Peux-tu revenir sur la territorialisation de l'enseignement professionnel ?
La Région a une tutelle sur l’enseignement professionnel : elle a la main sur la carte des formations. Elle peut faire ouvrir ou mourir un lycée professionnel. Elle siège dans les conseils d'administration (CA). Dans le même temps, j'ai prévenu Madame Maurançais, 2ème Vice-présidente de la région Pays de la Loire en charge notamment de la formation professionnelle : il ne suffit pas de faire voter les mesures dans les CA, encore faut-il avoir des enseignants pour les mettre en œuvre.

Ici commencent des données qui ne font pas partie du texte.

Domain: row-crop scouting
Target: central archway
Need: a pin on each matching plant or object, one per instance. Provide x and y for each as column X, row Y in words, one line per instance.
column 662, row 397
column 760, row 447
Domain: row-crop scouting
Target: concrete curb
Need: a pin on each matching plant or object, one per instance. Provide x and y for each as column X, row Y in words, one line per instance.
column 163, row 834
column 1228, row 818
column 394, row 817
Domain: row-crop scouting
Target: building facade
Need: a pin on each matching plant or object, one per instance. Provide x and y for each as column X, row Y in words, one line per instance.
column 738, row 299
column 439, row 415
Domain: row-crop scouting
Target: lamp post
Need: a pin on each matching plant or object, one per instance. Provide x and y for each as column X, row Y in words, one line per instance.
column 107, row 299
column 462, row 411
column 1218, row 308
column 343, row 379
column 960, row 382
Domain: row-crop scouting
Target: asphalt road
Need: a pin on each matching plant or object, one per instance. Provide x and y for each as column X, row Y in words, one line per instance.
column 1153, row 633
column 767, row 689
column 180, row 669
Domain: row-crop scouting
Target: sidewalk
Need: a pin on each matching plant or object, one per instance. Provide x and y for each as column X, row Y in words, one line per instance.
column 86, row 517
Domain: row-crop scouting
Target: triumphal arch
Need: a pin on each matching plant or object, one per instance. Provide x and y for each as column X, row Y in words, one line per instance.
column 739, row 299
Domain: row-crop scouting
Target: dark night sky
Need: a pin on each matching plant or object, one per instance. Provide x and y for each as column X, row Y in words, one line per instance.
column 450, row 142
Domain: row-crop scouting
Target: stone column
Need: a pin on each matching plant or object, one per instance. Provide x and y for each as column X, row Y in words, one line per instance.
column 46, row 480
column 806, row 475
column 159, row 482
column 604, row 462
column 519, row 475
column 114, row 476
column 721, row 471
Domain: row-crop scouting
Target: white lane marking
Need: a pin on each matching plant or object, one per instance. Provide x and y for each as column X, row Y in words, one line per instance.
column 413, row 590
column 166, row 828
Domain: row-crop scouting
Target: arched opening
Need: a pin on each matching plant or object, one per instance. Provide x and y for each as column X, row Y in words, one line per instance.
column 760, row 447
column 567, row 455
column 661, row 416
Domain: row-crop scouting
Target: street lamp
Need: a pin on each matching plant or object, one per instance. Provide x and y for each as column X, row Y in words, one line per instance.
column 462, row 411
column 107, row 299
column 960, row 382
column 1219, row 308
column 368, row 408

Et dans les LP, un collègue sur trois est au SNETAA. Par ailleurs, les camarades de la CGT, qui sont en deuxième position dans les LP, sont sur la même ligne que nous concernant l'apprentissage.

Peux-tu dire un mot sur le projet d'évaluation et PPCR, dont FO revendique le retrait ?
PPCR, c'est le « plus petit commun rémunérateur ». Ou comment enfler les enseignants pour qu'ils travaillent plus en les payant moins. Concernant l'évaluation, partout où le SNETAA sera fort, moins le chef d'établissement sera à l’aise avec l'évaluation. Tout est une question de rapports de force, en particulier dans les établissements. Les collègues d'ID-FO ont par ailleurs raison de dire que cette réforme va engendrer des situations très conflictuelles. Le SNETAA jouera en tout cas pleinement son rôle.